Somewhat inevitably, with a lot of work on, my 20 Books of Summer list to finish and a lovely stack of review books in for Shiny, I’ve fallen a bit behind with my NetGalley reading. This was one that came out in July but I kept seeing people talking about it and wanted to get it read and reviewed.

I really enjoyed it, although it packed more of an emotional punch than I was perhaps expecting, and certainly had some strong (and important) themes around mental health that could be triggering to some.

Sara Nisha Adams – “The Reading List”

(14 May 2021)

‘Harishbhai’s son,’ Mukesh said, wondering if the boy had a name but appreciating Harishbhai’s clear and strong sense of branding. ‘Let’s go, over there, there are a few lonely souls who need a flyer.

It’s 2019 and Mukesh, who lost his wife two years ago, is just existing, really, a set of answerphone messages from his three bossy daughters and an interaction with the jolly grocer, Nikhil, who helps him with cooking tips, his only real human activity.

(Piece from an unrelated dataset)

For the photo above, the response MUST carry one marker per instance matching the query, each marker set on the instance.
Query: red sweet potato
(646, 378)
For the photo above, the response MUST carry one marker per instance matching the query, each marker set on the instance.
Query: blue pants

He watches Blue Planet re-runs and fears he’s losing touch with his young granddaughter, who always had an understanding around books with her grandma. One day, he decides to make a trip to the local library to return his dear Naima’s last library book – he has read it (“The Time Traveller’s Wife”) and found it helped him through his grieving, but now he’s stuck.

At the library, he encounters disaffected library worker Aleisha, doing a summer job and bored silly. She’s rude to him, but comes to regret it. Can she use the library system to tempt him back, with a reservation for another book from this weird list she’s found on a scrap of paper? And Aleisha has got a lot on her plate, as she and her brother are caring for their single mum, who is going through a mental health crisis and has been for months. Nothing can reach her sometimes and they’re at their wits’ end.

Meanwhile, in alternate chapters, in 2017 we find all sorts of people finding the same book list popping up here and there, in a narrative which feels a bit confusing but does stitch together. The community of library workers is a lovely one, and their regulars, and Mukesh is pulled into this plus back into his original community in the Hindu temple (he moved to the UK from Kenya when his and Naima’s daughters were small). As a side point, I loved the positive portrayal of Mukesh and Naima’s arranged marriage and the space his parents gave her to take her time settling in when she moved in with them; so often we get the same narrative of pain and upset and overbearing in-laws and it’s nice to see a different side.

Friendships grow and flourish, helped by talking about the various books on the list. Mukesh even starts to bond with his granddaughter as he gets to grips with this reading lark after all these decades not bothering with books. But there’s trouble brewing: his friendship with one of Naima’s oldest friends gets noticed, and while Aleisha starts to feel able to talk about her mum with her new friends, her brother doesn’t seem to have that opportunity.

Appealing to fans of “The Lido” and other community-based books, with its nice multicultural cast, there’s an event at the library which pulls almost everyone together. It’s nicely structured and well-done, and there’s a fair bit of humour, but it’s also not all light and fluffy and certainly one event (which is quite cleverly foreshadowed but took me by surprise) is a big emotional punch and I wonder if it could have been rolled back just a little bit. Hard to talk about without disclosing the plot however. I will definitely look out for this author’s next books.

Thank you to HarperCollins for making this book available to me via NetGalley in return for an honest review. “The Reading List” was published on 22 July.